The car industry has a lot of regional flexibility in its collective agreements. Why shouldn’t that also be possible in the care sector?

And who do you negotiate with then?

We’re asking you that. The compulsory collective agreement has been passed in the Bundestag. With whom will you negotiate the corresponding agreement?

We pay according to performance and we pay according to the market so that we get our skilled workers and support workers. I don’t see myself doing anything different from what I have done so far. We will see how the implementation goes.

But couldn’t you refinance the higher wage costs through public care insurance?

Not everywhere — I refer to my Schwabing example. The Tariftreuegesetz means that you won’t actually get any more staff there. There, you already pay more than TVöD. In Bavaria, by the way, that’s what most people in the sector do. That is not the case in Friesland.

You can also negotiate regional collective agreements. What is the problem?

Once again, collective agreements do not make sense for our sector, on the contrary, they inhibit investment and innovation. Then the trade unions should become powerful in striking or effective —as the law says. Then they should convince members. But they don’t. There is hardly anyone who is a member in the care sector, probably less than one per cent of the care workers. Interestingly, the unions do not disclose their membership figures.

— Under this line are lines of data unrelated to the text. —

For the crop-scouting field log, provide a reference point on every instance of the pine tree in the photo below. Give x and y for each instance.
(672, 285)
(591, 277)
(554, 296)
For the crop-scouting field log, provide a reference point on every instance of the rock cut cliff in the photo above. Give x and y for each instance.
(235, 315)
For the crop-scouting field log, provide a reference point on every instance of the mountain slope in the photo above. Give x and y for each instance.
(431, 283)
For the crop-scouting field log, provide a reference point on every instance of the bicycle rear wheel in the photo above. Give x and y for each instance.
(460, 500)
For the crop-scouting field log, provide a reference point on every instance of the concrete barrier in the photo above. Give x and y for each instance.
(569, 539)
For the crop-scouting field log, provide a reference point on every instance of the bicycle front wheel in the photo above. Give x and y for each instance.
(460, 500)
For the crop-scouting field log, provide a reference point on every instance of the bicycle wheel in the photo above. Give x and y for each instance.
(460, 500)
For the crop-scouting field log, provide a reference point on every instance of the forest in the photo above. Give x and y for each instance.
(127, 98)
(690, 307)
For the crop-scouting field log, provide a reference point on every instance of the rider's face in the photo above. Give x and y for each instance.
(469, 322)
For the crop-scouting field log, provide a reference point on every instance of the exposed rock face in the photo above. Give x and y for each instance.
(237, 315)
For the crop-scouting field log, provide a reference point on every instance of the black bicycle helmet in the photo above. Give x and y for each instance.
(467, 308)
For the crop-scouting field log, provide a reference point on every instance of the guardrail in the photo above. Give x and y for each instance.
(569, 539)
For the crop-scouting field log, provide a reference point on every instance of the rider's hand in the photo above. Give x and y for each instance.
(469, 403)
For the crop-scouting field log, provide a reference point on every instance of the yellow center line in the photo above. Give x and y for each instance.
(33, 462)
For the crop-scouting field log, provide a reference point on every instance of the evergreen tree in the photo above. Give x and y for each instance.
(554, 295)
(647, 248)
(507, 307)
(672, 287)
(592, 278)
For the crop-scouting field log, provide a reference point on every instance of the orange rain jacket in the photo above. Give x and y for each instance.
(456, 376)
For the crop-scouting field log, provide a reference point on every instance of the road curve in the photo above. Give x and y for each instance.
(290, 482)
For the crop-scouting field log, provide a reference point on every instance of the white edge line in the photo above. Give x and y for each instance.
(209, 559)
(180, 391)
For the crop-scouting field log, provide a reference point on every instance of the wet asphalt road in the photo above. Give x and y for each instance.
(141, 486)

But your company also tries to discourage workers from organising. In Bremen, the management even dismissed a chairperson of the works council, although this is not possible under German law. The labour court promptly declared that null and void. Why do you do things like that?

Our facility, Senioren Wohnpark Weser, aims to establish a trusting cooperation between the works council and employer, as is the case with works councils in other regions. In this specific case, however, various facts need to be legally clarified. The fact is: We have not yet terminated the contract, but we have requested the consent of the works council body, which is required for termination. The procedure has not yet been decided. We have not taken this decision lightly. We believe that we will be successful in the end.

Your lawyer announced that you would have the person in question constantly monitored in the future. What is such a threat supposed to achieve?

I will not comment further on the proceedings here and now for legal reasons. It is a pending case.

Another example: You banned a trade union worker from your premises when he tried to advise the workers in Leer on how to form a works council.

If someone comes into a nursing home without registration and puts up posters without being asked, this is unlawful. Nursing homes are private, protected living spaces and not station halls.

Then there was the first election meeting at the facility where the management sent lawyers to observe the workers. That looks like intimidation.

I am not familiar with that. Where and when was that?

And, a European works council was to be established and the group management systematically delayed this until the legal window for a consensual agreement had passed. Why was this done?

As Managing Director of Orpea Germany, I am responsible for the facilities in my country. I cannot and will not comment on issues outside my area of responsibility.

Our research gave the impression that a pattern is being repeated here. Are there instructions from Paris to obstruct the work of trade unions as much as possible?

I see no pattern and there is no directive of this or similar kind from Paris. Again, as CEOs, they are responsible for their country and their institutions.

Do you have no problem with workers organising and forming works councils?

No, not at all. I myself was the managing director of municipal nursing homes in Mannheim. I had politicians and works councillors on the supervisory board, e.g. from the two big parties. The most constructive ones were the works councils. They were also the ones you could rely on and whose word was good even when everyone else was mainly giving window-dressing speeches. The works councils represented the people who work in the company for the long term, for whom the company is a question of their own existence. I think that’s good. And you can then also run the facilities with the help of a works council.